Dr. Anthony Fauci reacts as U.S. President Donald Trump leaves after his press briefing on the coronavirus at the White House on March 26, 2020.
Dr. Anthony Fauci reacts as President Donald Trump leaves after his press briefing on the coronavirus at the White House on March 26, 2020.Abaca Press / Sipa USA via AP

Dr. Anthony Fauci said Wednesday the White House's attempts to discredit him are "a bit bizarre" and "it doesn’t do anything but reflect poorly on them."

"I cannot figure out in my wildest dreams why they would want to do that. I think they realize now that that was not a prudent thing to do, because it’s only reflecting negatively on them," the government's top infectious disease expert told The Atlantic in an interview, referring to critical comments from an administration official and opposition research-style information the White House released about him over the weekend.

Asked about the government trying to discredit him, Fauci said, "Well, that is a bit bizarre. I sit here and just shrug my shoulders and say, ‘Well, you know, that’s life in the fast lane.’”

He said the collection of comments released by the White House pointing out times he said things about the coronavirus that proved to be inaccurate was "nonsense."

“I stand by everything I said. Contextually, at the time I said it, it was absolutely true,” Fauci said.

A White House official told NBC News on Sunday that “several White House officials are concerned about the number of times Dr.

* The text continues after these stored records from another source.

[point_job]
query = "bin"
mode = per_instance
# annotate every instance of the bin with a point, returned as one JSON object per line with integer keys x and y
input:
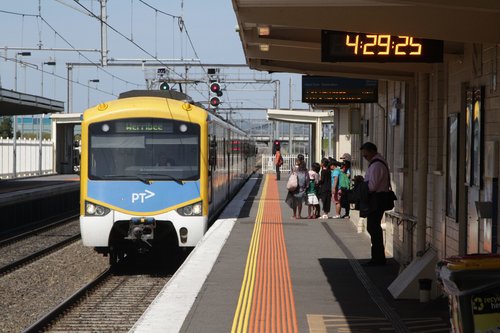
{"x": 472, "y": 283}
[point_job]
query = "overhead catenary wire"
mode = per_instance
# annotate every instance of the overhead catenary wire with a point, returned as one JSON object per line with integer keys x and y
{"x": 42, "y": 19}
{"x": 131, "y": 41}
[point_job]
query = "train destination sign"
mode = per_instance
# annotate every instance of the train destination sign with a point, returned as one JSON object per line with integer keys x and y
{"x": 335, "y": 90}
{"x": 342, "y": 46}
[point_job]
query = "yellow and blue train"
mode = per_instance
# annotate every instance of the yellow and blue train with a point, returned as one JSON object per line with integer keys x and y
{"x": 156, "y": 168}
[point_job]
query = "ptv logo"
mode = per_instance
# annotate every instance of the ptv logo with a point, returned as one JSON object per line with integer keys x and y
{"x": 142, "y": 196}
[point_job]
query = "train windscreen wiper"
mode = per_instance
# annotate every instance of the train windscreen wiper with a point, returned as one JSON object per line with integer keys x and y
{"x": 161, "y": 176}
{"x": 127, "y": 177}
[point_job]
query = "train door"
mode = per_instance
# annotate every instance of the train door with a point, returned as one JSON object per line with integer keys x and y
{"x": 212, "y": 164}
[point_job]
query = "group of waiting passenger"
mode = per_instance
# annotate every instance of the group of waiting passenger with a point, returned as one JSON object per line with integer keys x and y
{"x": 318, "y": 187}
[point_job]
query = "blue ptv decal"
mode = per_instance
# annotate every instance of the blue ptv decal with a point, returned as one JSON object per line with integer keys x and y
{"x": 140, "y": 197}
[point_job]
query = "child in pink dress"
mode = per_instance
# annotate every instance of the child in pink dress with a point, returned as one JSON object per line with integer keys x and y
{"x": 312, "y": 198}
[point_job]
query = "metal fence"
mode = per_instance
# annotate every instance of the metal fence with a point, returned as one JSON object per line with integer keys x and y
{"x": 28, "y": 153}
{"x": 288, "y": 161}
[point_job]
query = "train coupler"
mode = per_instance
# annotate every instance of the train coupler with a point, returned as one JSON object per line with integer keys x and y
{"x": 141, "y": 229}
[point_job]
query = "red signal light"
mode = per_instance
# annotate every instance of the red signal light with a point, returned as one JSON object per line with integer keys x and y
{"x": 214, "y": 101}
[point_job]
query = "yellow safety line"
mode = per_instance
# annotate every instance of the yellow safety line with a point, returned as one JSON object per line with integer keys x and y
{"x": 240, "y": 321}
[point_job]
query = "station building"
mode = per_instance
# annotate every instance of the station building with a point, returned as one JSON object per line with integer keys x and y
{"x": 435, "y": 120}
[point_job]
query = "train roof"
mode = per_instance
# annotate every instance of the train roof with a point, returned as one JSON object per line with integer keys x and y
{"x": 172, "y": 94}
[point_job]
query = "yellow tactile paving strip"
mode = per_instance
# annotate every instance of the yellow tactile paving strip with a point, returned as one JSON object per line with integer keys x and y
{"x": 266, "y": 302}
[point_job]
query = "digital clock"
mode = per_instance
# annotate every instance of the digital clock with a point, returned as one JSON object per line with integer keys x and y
{"x": 342, "y": 46}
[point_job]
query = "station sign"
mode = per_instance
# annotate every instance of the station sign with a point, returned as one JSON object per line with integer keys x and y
{"x": 343, "y": 46}
{"x": 338, "y": 90}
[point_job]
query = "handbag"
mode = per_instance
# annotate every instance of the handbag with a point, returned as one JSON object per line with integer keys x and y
{"x": 292, "y": 182}
{"x": 386, "y": 200}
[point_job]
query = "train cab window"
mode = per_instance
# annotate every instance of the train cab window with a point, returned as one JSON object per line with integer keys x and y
{"x": 156, "y": 149}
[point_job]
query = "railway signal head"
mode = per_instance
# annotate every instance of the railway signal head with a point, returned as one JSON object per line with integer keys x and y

Fauci has been wrong on things.” The comment and the documents came days after President Donald Trump noted that Fauci had made “a lot of mistakes.”

Fauci said he discussed the disclosures with White House Chief of Staff Mark Meadows during a meeting on Monday.

“I said that that was not particularly a good thing to do. Ultimately, it hurts the president to do that. When the staff lets out something like that and the entire scientific and press community push back on it, it ultimately hurts the president. And I don’t really want to hurt the president,” Fauci said.

He said Meadows didn’t apologize and maintained he hadn’t known about the effort.

While Trump told reporters this week that he likes Fauci and they get along, White House trade adviser Peter Navarro wrote a blistering op-ed about the National Institute of Allergy and Infectious Diseases’ director for USA Today that was published Tuesday night.

“Dr. Anthony Fauci has a good bedside manner with the public, but he has been wrong about everything I have interacted with him on,” Navarro wrote.

Fauci told The Atlantic “I can’t explain Peter Navarro. He’s in a world by himself. So I don’t even want to go there.”

Trump told reporters Wednesday that Navarro “made a statement representing himself. He shouldn’t be doing that. I have a good relationship with Anthony.”

Fauci said that despite the drama, he has no intention of resigning, citing the ongoing pandemic.

“I think the problem is too important for me to get into those kinds of thoughts and discussions. I just want to do my job. I’m really good at it. I think I can contribute. And I’m going to keep doing it,” he said.